Push-ups & Pull-ups (A Work In Progress)

Well, this is turning out to be a challenging week. My friend’s advice all boiled down to repetition, and correcting my posture for push-ups (I wasn’t keeping my back straight). So, everyday I’ve been going by the park after work and using the pull-up bars for a little bit. For now, I am focusing on doing a flexed arm hang, with a very slow controlled release down. My arms are on fire after doing a few holds, but the amount of time I can hold myself up for has gone from about 15 seconds, to 30 seconds, and I’m pretty pleased with that. Also, I can now do a pull-up from a dead hang! I haven’t quite mastered the controlled descent after that, but it’s a start. Swimming has been essential this week to keep my muscles from knotting up too much. I’ve been trying to go everyday for 20-40 min to do some laps at a relaxed pace to keep everything loose and in-line.
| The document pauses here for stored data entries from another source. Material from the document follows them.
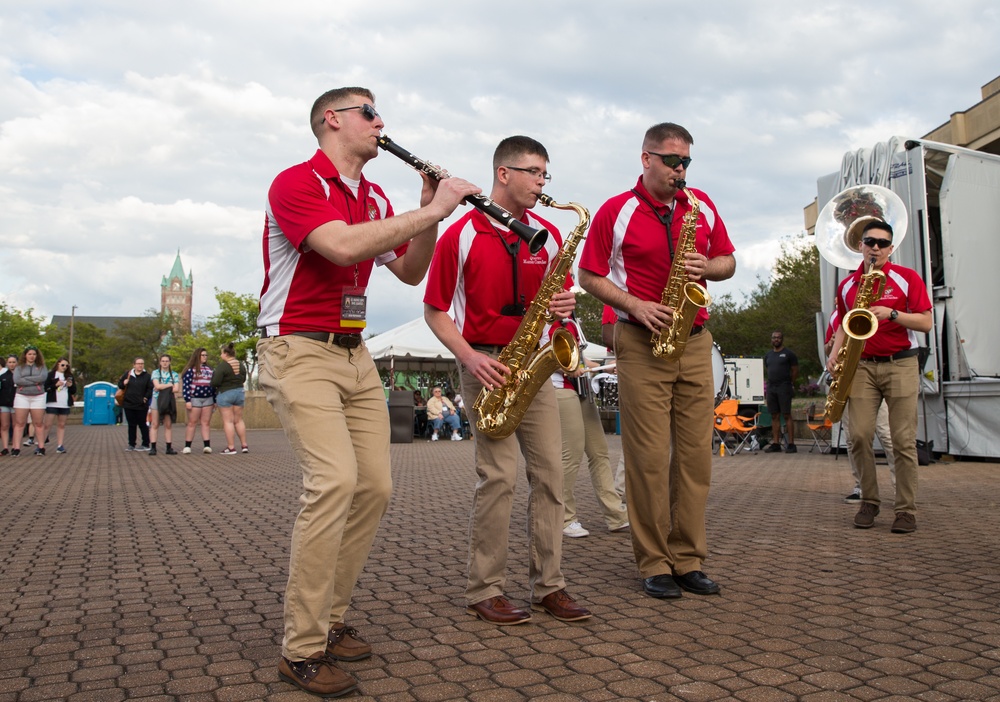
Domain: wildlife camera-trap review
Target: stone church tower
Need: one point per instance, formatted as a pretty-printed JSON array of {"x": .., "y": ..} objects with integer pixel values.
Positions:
[{"x": 175, "y": 294}]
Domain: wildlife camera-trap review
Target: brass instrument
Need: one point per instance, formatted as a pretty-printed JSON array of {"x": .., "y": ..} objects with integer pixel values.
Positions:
[
  {"x": 683, "y": 296},
  {"x": 501, "y": 410},
  {"x": 534, "y": 238},
  {"x": 838, "y": 238}
]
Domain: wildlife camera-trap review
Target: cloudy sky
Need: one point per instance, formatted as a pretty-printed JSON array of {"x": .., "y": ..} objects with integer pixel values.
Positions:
[{"x": 129, "y": 130}]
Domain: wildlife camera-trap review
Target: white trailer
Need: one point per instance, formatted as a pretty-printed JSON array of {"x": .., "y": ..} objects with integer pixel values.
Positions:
[{"x": 952, "y": 197}]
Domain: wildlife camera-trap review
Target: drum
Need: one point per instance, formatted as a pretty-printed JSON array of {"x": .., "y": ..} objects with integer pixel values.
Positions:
[{"x": 719, "y": 376}]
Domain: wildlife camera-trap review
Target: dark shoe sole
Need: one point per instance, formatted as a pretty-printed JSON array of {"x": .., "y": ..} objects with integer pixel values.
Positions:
[
  {"x": 330, "y": 695},
  {"x": 479, "y": 615}
]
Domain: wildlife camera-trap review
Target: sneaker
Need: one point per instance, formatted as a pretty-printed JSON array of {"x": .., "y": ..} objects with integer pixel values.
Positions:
[
  {"x": 865, "y": 518},
  {"x": 317, "y": 675},
  {"x": 905, "y": 523},
  {"x": 575, "y": 530}
]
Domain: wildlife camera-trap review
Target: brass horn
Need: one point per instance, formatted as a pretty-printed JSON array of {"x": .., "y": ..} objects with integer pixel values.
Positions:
[{"x": 839, "y": 225}]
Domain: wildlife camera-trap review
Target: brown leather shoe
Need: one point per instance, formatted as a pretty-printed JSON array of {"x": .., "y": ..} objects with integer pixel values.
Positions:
[
  {"x": 345, "y": 644},
  {"x": 499, "y": 610},
  {"x": 317, "y": 675},
  {"x": 563, "y": 607}
]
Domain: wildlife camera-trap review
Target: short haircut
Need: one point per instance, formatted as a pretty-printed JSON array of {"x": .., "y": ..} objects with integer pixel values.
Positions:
[
  {"x": 332, "y": 97},
  {"x": 514, "y": 147},
  {"x": 666, "y": 130},
  {"x": 878, "y": 224}
]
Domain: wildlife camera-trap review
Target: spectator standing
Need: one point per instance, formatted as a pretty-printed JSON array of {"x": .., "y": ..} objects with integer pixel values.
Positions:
[
  {"x": 163, "y": 408},
  {"x": 228, "y": 379},
  {"x": 782, "y": 371},
  {"x": 138, "y": 387},
  {"x": 59, "y": 396},
  {"x": 199, "y": 399}
]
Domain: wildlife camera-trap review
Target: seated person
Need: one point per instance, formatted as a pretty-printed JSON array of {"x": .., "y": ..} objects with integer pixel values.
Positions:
[{"x": 441, "y": 410}]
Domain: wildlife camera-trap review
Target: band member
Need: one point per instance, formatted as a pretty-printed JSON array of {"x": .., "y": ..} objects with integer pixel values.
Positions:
[
  {"x": 482, "y": 273},
  {"x": 888, "y": 370},
  {"x": 326, "y": 227},
  {"x": 666, "y": 405}
]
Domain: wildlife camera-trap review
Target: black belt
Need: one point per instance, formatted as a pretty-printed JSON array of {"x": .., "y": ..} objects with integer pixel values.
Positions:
[
  {"x": 346, "y": 341},
  {"x": 487, "y": 348},
  {"x": 695, "y": 330},
  {"x": 908, "y": 353}
]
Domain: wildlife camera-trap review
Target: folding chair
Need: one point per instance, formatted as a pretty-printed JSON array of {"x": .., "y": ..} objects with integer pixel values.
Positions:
[
  {"x": 821, "y": 427},
  {"x": 728, "y": 422}
]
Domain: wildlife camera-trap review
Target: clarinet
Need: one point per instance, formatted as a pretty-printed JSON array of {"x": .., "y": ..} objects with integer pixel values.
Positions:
[{"x": 535, "y": 238}]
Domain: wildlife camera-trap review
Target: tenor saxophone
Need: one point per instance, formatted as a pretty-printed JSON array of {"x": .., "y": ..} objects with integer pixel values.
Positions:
[
  {"x": 859, "y": 324},
  {"x": 684, "y": 297},
  {"x": 501, "y": 410}
]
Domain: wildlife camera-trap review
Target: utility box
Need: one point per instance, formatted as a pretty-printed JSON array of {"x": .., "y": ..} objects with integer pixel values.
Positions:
[
  {"x": 746, "y": 379},
  {"x": 401, "y": 416},
  {"x": 99, "y": 403}
]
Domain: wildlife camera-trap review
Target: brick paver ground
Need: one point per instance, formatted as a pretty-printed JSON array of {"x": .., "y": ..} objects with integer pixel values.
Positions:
[{"x": 125, "y": 576}]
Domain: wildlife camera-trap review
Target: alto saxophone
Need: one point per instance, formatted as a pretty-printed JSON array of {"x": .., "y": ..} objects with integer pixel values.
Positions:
[
  {"x": 684, "y": 297},
  {"x": 501, "y": 410},
  {"x": 859, "y": 324}
]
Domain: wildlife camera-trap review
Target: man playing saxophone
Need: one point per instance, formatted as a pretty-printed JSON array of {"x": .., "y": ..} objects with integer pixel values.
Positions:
[
  {"x": 666, "y": 405},
  {"x": 888, "y": 370},
  {"x": 488, "y": 279}
]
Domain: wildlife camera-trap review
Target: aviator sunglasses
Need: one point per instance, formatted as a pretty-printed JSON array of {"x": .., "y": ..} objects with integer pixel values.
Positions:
[
  {"x": 367, "y": 111},
  {"x": 672, "y": 160},
  {"x": 871, "y": 242}
]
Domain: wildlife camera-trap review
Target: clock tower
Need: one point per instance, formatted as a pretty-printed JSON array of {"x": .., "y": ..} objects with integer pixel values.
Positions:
[{"x": 175, "y": 294}]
For the push-ups I have been practicing holding positions at various points in the push-up (peak, middle, and lowest point). Holding myself in the lowest position is still incredibly hard, but I am noticing some improvement with each day. One thing that my friend recommended was practicing planking to strengthen my back so that I can hold a straight body line for push-ups more easily. My roommate got a kick out of coming home to me planking between the arms of our two couches.  I’m not sure how much this helps, but I get a kick out of it, and it makes sense, so why not? I can now do 4 consecutive push-ups without thinking my shoulders are going to fall off, shooting for 10 by the end of the week!